Dans notre société où tous les enfants, peu importent les croyances de leurs parents, sont abreuvés d’images du Père Noël (on peut le déplorer mais c’est un fait), la rigidité « Mais non il n’existe pas », peut créer de la souffrance chez l’enfant qui n’a pas suffisamment de recul pour comprendre pourquoi certains lui disent que le Père Noël existe alors que d’autres non. Ce témoignage publié sur madmoizelle.com est édifiant:

« Il n’y a rien de plus rageant que de savoir qu’on a raison mais de ne pas être écoutée. C’était mon quotidien de gamine autour de la période de Noël, et par moment, j’en suis venue à me demander si mes parents ne m’avaient pas menti. Imaginez : l’intégralité de mes camarades, des parents d’élèves, des médecins, bref, des gens que je côtoyais semblaient y croire. »

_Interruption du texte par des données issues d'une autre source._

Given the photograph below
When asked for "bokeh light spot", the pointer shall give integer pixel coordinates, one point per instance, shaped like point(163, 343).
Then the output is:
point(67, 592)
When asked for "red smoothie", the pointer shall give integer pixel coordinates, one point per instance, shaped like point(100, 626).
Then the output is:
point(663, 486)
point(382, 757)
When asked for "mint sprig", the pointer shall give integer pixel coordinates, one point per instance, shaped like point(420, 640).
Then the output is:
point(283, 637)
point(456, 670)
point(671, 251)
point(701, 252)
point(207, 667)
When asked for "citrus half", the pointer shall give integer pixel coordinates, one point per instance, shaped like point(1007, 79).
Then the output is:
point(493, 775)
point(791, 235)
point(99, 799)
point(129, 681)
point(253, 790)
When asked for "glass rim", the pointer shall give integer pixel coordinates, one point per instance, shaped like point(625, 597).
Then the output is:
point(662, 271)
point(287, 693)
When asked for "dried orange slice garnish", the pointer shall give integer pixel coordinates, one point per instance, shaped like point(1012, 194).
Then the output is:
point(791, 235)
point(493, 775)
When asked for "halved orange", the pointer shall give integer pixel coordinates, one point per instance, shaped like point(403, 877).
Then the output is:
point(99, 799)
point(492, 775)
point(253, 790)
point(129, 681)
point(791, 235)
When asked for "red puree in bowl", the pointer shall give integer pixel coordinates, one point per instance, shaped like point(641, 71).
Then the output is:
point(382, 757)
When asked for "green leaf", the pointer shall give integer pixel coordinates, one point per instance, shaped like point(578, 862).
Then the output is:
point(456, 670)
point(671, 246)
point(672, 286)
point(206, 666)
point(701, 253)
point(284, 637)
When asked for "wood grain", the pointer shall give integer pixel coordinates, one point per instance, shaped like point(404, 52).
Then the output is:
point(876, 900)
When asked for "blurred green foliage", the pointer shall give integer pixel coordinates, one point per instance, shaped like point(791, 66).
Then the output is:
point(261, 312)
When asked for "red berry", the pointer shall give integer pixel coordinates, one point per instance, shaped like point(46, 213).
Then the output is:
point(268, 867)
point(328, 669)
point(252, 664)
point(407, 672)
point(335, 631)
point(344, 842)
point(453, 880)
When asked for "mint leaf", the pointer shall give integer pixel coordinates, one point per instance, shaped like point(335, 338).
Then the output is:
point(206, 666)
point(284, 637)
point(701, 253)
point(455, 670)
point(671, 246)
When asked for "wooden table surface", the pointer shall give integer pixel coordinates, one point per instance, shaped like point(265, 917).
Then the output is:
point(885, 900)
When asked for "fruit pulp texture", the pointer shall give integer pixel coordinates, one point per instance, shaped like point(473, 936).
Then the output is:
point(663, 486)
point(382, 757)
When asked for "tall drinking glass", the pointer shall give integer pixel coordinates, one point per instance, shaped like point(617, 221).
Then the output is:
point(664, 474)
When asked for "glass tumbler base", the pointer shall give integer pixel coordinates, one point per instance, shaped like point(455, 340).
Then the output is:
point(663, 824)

Dans notre monde sans magie où le Père Noël n’existe pas (on peut le déplorer, mais c’est un fait), la rigidité « Mais oui il existe », peut créer de la souffrance chez l’enfant qui n’a pas suffisamment de recul pour comprendre pourquoi on lui dit que le Père Noël existe alors que plusieurs détails prouvent que non. Les parents redoublent d’inventivité pour préserver la magie, encore un peu, juste un an de plus. On explique que Tonton qui habite loin a croisé le Père Noël qui lui a donné des cadeaux en avance ; on explique que le Père Noël s’est arrêté chez Maman et Nicolas, puis chez Papa et Anne-Claire, on sait pas bien pourquoi, il a du s’emmêler les pinceaux ; on envoie les enfants ranger leurs chambres le 24 à 19h30 et « oh mince vous l’avez raté » ; ou alors Grand-Père sort toujours des toilettes après que le Père Noël soit parti, il a quand même pas de chance. Tant de justifications plus ou moins crédibles pour éviter les questions, et surtout le moment délicat de l’inévitable désillusion.

 

On va vraiment au Pôle Nord ?

 

Choisir entre ces deux voies semble en effet délicat, et on comprend que les jeunes parents se posent longuement la question.

Et s’il existait une troisième voie ? Celle où ce n’est pas l’adulte qui décide, mais l’enfant qui se construit l’imaginaire qui lui convient. Celle où on laisse tomber les principes, le réflexif, la rigidité, pour se laisser guider par le réel, le processif, la souplesse. On ne se sent jamais obligé de préciser, à la fin de l’histoire du soir, que les lapins ne parlent pas, que les tortues ne vont pas à l’école, ou que Blanche-Neige n’existe pas vraiment (et les sept nains non plus). Le Père Noël est un conte, une histoire que les enfants croisent partout. S’ils ont des questions, des doutes sur le scénario, ils peuvent les poser à leurs parents.

« Maman, il existe pour de vrai le Père Noël ?
– Certaines personnes y croient, d’autres non, c’est un peu comme on veut.
– Mais toi tu y crois ?
– Je ne sais pas vraiment, et toi tu en penses quoi ? »

Qu’ils aient 3 ou 8 ans, les enfants peuvent avoir une réponse à cette question. Parce que c’est ce qu’ils ressentent. Pas ce que les adultes ont décidé.

 

Amélie Devaux

Une Réponse à “Faire croire ou non au Père Noël : quand les principes rendent rigides”

  1. Je confirme, ma fille a cru de 3 ans à 6 ans au Père Noël, alors que nous lui avions expliqué que c’était un personnage d’une histoire, que dans les magasins c’étaient des personnes qui étaient déguisées, et que les cadeaux c’étaient les personnes qui les lui offraient qui les avaient achetés. Nous avons essayé de laisser libre cours à son imaginaire, en la laissant y croire si elle le voulait. De toutes façons, elle a été convaincue que le Père Noël existait jusqu’au Noël où à sa demande nous avons fait le sapin de noël avec un mot qu’elle avait écrit pour le Père Noël. Le 25 au matin, voyant qu’il n’y avait pas de cadeaux sous le sapin, la déception était grande pour elle. Comme c’est dit dans le témoignage, un enfant ne peut pas concevoir qu’autant de personnes mentent en même temps sur le même sujet.